Queste e altre vicende costituiscono soltanto il capitolo introduttivo dell’ampio volume di Vanni Veronesi intitolato Il De viris illustribus di Petrarca volgarizzato da Donato degli Albanzani: catalogo dei manoscritti e appunti per una nuova edizione (EUT 2021), che verrà presentato giovedì 5 maggio, alle ore 17.30, presso la Sala Bazlen di Palazzo Gopcevich, in via Rossini 4 a Trieste: dialogheranno con l’Autore i professori Lucio Cristante e Fabio Romanini. La pubblicazione è frutto dell’attività svolta da Veronesi (laureato in Lettere classiche a Trieste, addottorato in Filologia greca e latina a Ca’ Foscari e diplomato in Paleografia greca alla Scuola Vaticana di Paleografia, Diplomatica e Archivistica) nell’ambito di un assegno di ricerca finanziato dalla Regione FVG e svolto in convenzione tra l’Università e il Comune di Trieste, presso il Museo Petrarchesco Piccolomineo da novembre 2019 a ottobre 2020.Scopo del lavoro era appunto la valorizzazione del patrimonio manoscritto della Biblioteca civica, che dell’opera di Albanzani conserva ben tre esemplari, e il confronto con i codici delle altre biblioteche italiane ed europee. Ma la ricerca, come sottolinea lo studioso, «è letteralmente esplosa: rispetto al censimento effettuato dall’erudito triestino Domenico Rossetti, che nel 1828diede notizia di 22 codici (più altri 2 scomparsi già all’epoca), la tradizione di Albanzani si è dimostrata molto più ampia, arrivando a contare 45 testimoni, sparsi fra Italia, Città del Vaticano, Francia, Spagna, Inghilterra, Germania, Polonia, Svezia e Stati Uniti, più altri 5 perduti ma comunque noti dalle fonti».

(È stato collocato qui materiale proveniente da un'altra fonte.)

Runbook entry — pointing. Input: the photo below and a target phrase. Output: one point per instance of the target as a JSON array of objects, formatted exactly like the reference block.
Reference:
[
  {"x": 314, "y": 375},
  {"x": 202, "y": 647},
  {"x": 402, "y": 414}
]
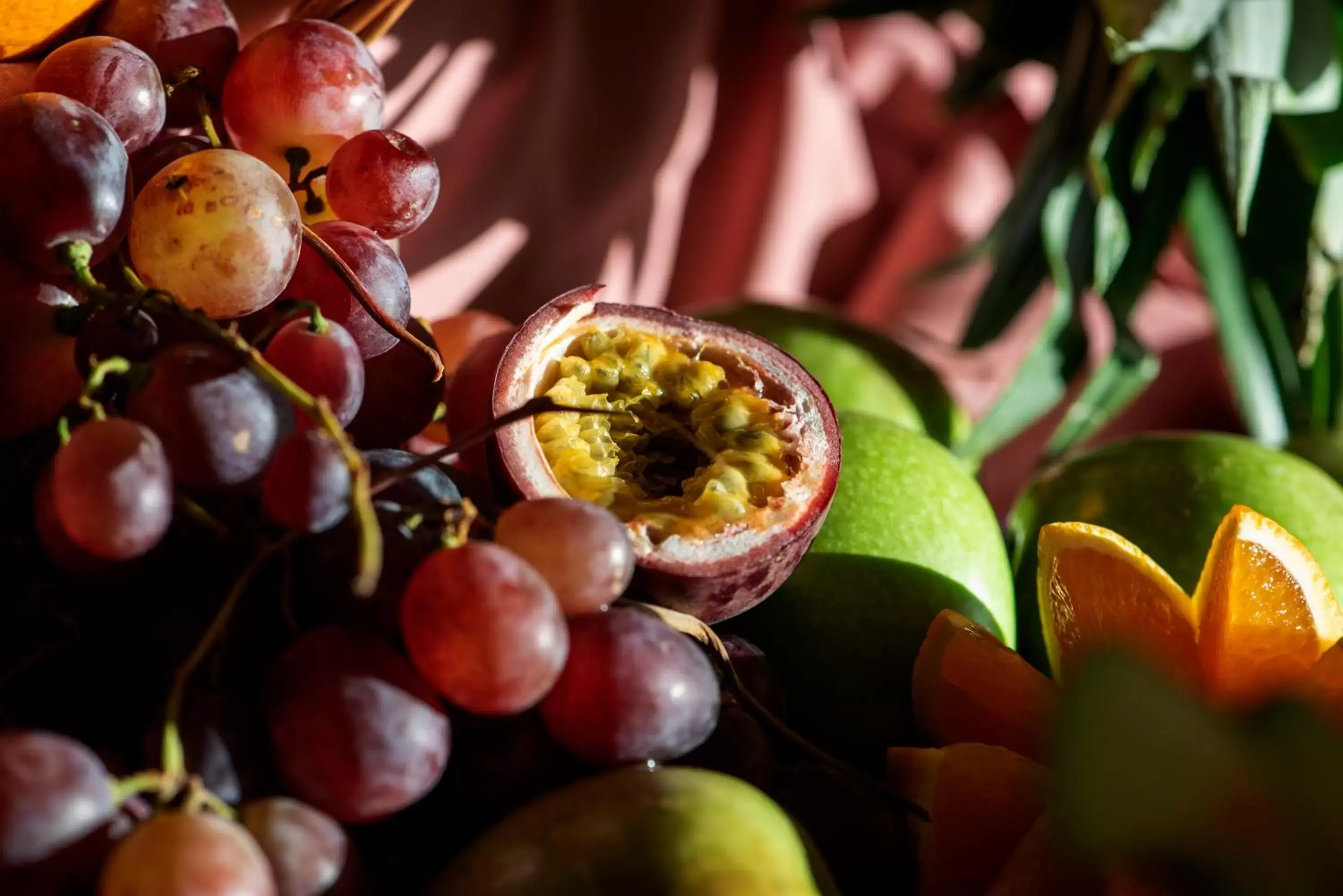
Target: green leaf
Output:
[
  {"x": 1111, "y": 239},
  {"x": 1141, "y": 766},
  {"x": 1311, "y": 78},
  {"x": 1163, "y": 105},
  {"x": 1146, "y": 773},
  {"x": 1059, "y": 144},
  {"x": 1243, "y": 347},
  {"x": 1257, "y": 34},
  {"x": 1121, "y": 379},
  {"x": 1157, "y": 209},
  {"x": 1060, "y": 348},
  {"x": 1327, "y": 221},
  {"x": 1287, "y": 374},
  {"x": 1138, "y": 26}
]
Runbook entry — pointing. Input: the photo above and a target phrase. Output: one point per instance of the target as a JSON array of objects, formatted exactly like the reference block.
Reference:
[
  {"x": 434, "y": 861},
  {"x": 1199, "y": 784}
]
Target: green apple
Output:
[
  {"x": 908, "y": 535},
  {"x": 1168, "y": 495},
  {"x": 859, "y": 368},
  {"x": 679, "y": 832}
]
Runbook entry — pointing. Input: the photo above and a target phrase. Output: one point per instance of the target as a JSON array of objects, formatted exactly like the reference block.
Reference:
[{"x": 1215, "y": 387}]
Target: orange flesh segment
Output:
[
  {"x": 1098, "y": 590},
  {"x": 984, "y": 800},
  {"x": 970, "y": 688},
  {"x": 1266, "y": 610},
  {"x": 30, "y": 25},
  {"x": 1323, "y": 686}
]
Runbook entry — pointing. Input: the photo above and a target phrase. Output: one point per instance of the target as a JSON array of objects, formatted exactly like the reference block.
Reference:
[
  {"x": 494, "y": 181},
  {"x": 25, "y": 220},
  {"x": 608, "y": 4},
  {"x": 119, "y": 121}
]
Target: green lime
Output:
[
  {"x": 859, "y": 368},
  {"x": 1166, "y": 495},
  {"x": 910, "y": 534},
  {"x": 679, "y": 832}
]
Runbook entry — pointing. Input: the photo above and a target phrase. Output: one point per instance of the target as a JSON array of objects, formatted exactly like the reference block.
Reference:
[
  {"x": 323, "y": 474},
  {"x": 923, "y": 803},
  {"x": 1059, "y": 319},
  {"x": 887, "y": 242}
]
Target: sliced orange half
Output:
[
  {"x": 1099, "y": 590},
  {"x": 1266, "y": 610},
  {"x": 969, "y": 687}
]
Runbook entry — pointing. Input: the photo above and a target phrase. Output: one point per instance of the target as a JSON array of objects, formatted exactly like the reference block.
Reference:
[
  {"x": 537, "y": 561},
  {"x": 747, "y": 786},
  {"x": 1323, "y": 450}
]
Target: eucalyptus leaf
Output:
[
  {"x": 1060, "y": 348},
  {"x": 1141, "y": 765},
  {"x": 1112, "y": 387},
  {"x": 1268, "y": 316},
  {"x": 1146, "y": 773},
  {"x": 1139, "y": 26},
  {"x": 1318, "y": 141},
  {"x": 1327, "y": 221},
  {"x": 1311, "y": 49},
  {"x": 1247, "y": 356},
  {"x": 1257, "y": 35},
  {"x": 1111, "y": 239}
]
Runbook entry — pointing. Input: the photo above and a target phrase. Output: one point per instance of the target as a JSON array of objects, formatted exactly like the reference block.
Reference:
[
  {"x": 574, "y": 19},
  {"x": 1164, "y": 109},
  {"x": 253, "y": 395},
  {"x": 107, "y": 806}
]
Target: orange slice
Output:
[
  {"x": 1323, "y": 686},
  {"x": 969, "y": 687},
  {"x": 981, "y": 802},
  {"x": 1039, "y": 868},
  {"x": 1099, "y": 590},
  {"x": 27, "y": 26},
  {"x": 1266, "y": 610}
]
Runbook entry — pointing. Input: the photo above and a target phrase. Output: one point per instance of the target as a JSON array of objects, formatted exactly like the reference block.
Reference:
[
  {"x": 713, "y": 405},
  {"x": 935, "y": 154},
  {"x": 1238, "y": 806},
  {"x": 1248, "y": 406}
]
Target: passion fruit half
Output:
[{"x": 718, "y": 451}]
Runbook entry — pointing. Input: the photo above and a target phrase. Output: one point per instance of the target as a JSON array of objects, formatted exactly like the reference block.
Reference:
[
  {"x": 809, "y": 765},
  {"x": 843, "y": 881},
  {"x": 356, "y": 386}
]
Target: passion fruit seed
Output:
[{"x": 696, "y": 449}]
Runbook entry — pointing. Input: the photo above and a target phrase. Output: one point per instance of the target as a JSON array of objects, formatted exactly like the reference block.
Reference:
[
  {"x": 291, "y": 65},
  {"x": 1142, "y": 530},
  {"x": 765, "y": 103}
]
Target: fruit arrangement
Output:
[{"x": 656, "y": 604}]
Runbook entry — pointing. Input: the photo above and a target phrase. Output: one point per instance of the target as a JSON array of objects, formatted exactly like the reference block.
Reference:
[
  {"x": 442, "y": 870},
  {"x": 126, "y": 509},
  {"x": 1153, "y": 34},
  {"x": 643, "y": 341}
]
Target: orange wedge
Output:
[
  {"x": 1266, "y": 610},
  {"x": 1099, "y": 590},
  {"x": 970, "y": 688},
  {"x": 27, "y": 26},
  {"x": 1322, "y": 687},
  {"x": 981, "y": 802}
]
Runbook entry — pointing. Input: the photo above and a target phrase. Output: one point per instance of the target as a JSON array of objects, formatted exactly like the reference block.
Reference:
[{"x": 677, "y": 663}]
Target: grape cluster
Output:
[{"x": 217, "y": 359}]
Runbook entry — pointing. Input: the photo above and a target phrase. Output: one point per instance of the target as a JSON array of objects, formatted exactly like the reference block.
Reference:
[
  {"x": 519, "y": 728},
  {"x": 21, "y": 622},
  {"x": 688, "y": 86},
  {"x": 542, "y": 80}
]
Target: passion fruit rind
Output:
[{"x": 718, "y": 449}]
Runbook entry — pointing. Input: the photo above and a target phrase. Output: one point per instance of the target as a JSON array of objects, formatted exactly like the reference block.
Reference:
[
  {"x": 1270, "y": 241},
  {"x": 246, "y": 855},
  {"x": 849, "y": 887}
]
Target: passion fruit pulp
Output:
[{"x": 718, "y": 451}]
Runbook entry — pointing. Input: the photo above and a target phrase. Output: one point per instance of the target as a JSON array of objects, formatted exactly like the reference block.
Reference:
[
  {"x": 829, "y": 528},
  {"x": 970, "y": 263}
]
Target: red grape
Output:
[
  {"x": 755, "y": 674},
  {"x": 64, "y": 178},
  {"x": 484, "y": 629},
  {"x": 187, "y": 855},
  {"x": 178, "y": 34},
  {"x": 305, "y": 84},
  {"x": 383, "y": 180},
  {"x": 374, "y": 264},
  {"x": 582, "y": 550},
  {"x": 307, "y": 848},
  {"x": 219, "y": 230},
  {"x": 634, "y": 690},
  {"x": 215, "y": 419},
  {"x": 460, "y": 333},
  {"x": 401, "y": 395},
  {"x": 356, "y": 733},
  {"x": 17, "y": 78},
  {"x": 54, "y": 792},
  {"x": 325, "y": 364},
  {"x": 307, "y": 486},
  {"x": 163, "y": 152},
  {"x": 113, "y": 490},
  {"x": 113, "y": 78},
  {"x": 54, "y": 541},
  {"x": 116, "y": 332},
  {"x": 37, "y": 362},
  {"x": 738, "y": 747}
]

Dopo l’esame dei tre codici di Trieste e i primi viaggi a Firenze, Arezzo, Parma e Cesena(dicembre 2019 - gennaio 2020), la pandemia da Covid-19 ha arrestato le ricerche per qualche mese: la disamina di due manoscritti reperibili online (conservati a Madrid e Wroclaw) ha però anticipato la breve parentesi estiva fra i due lockdown, che ha consentito alcuni spostamenti a Padova, Treviso, Torino, Roma e Napoli. L’assegno è arrivato a scadenza naturale il 30 ottobre 2020, ma «a quel punto non ho avuto dubbi: ho proseguito la ricerca a mie spese, con passione e divertimento». E così, con il lentissimo ritorno alla normalità nel 2021, il lavoro è ripartito: «prima ho ottenuto le digitalizzazioni dei codici conservati nelle biblioteche di Parigi, Darmstadt e New York, finalmente riaperte dopo mesi di chiusura; poi ho potuto contare sull’aiuto del professor Michele Colombo, che ha visionato per me un manoscritto a Stoccolma; quindimi sono rimesso in moto fra Venezia e il Vaticano». E infine, a ottobre 2021, la chiusura del cerchio: un viaggio di cinque giorni fra Oxford e Siviglia per i tre manoscritti rimanenti.

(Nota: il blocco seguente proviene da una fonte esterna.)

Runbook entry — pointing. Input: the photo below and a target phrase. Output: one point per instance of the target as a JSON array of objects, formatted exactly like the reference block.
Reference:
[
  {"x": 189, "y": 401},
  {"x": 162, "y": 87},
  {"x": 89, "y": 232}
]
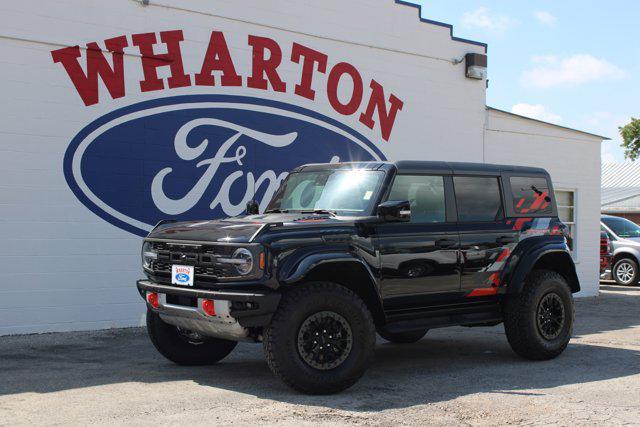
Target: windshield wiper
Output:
[
  {"x": 277, "y": 211},
  {"x": 321, "y": 211}
]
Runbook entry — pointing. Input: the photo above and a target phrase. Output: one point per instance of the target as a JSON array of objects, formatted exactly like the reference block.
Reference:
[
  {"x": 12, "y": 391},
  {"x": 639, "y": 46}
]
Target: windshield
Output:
[
  {"x": 344, "y": 192},
  {"x": 622, "y": 227}
]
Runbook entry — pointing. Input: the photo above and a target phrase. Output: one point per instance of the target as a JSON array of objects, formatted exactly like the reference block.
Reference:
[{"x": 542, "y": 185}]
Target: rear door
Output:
[
  {"x": 485, "y": 235},
  {"x": 419, "y": 259}
]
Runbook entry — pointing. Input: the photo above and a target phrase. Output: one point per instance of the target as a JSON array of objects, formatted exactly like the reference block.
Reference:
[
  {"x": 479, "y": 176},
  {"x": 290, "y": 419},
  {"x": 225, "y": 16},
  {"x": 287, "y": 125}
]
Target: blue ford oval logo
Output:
[
  {"x": 182, "y": 278},
  {"x": 199, "y": 156}
]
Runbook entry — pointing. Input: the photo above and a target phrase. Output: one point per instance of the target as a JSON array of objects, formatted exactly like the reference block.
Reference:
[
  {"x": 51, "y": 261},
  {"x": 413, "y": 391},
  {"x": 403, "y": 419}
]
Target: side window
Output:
[
  {"x": 530, "y": 195},
  {"x": 425, "y": 193},
  {"x": 478, "y": 198}
]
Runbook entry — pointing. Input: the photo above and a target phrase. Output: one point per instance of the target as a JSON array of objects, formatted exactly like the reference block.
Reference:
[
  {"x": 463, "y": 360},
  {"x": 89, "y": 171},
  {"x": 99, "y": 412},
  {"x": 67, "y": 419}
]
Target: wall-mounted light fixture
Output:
[{"x": 476, "y": 65}]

Messi assieme gli ultimi dati, il volume è finalmente uscito a dicembre 2021.La monografia,liberamente consultabile e scaricabile online dal sito internet della casa editrice, in oltre 500 pagine fittissime di notizie descrive per la prima volta tutti i testimoni manoscritti del volgarizzamento di Albanzani, esaminati de visu. I risultati sono sorprendenti: una ricostruzione completa di tutte le vicende editoriali e le complesse questioni filologiche legate all’opera; una nuova datazione (fra 1382 e 1388), anticipata di un decennio rispetto alla concorde opinione della critica (basata su un equivoco durato secoli), e addirittura un altro committente; il ruolo centrale di Rossetti e della stessa collezione triestina nella storia degli studi; la riemersione di manoscritti che si ritenevano perduti; la scoperta di altri testi mai recensiti dagli studiosi; l’attribuzione di alcuni manoscritti a proprietari di altissimo profilo, fra i quali Elisa Bonaparte, sorella di Napoleone. Emerge, soprattutto, la necessità di una nuova edizione dell’opera, considerato che l’ultima (assai discutibile nel metodo) risale al 1874: per questo Veronesi conclude la ricerca con alcune prospettive di indagine futura. Seguono otto tavole a colori, con alcune splendide miniature tratte dai manoscritti catalogati; chiudono il volume la bibliografia consultata (davvero vastissima) e una serie di indici analitici a beneficio del lettore.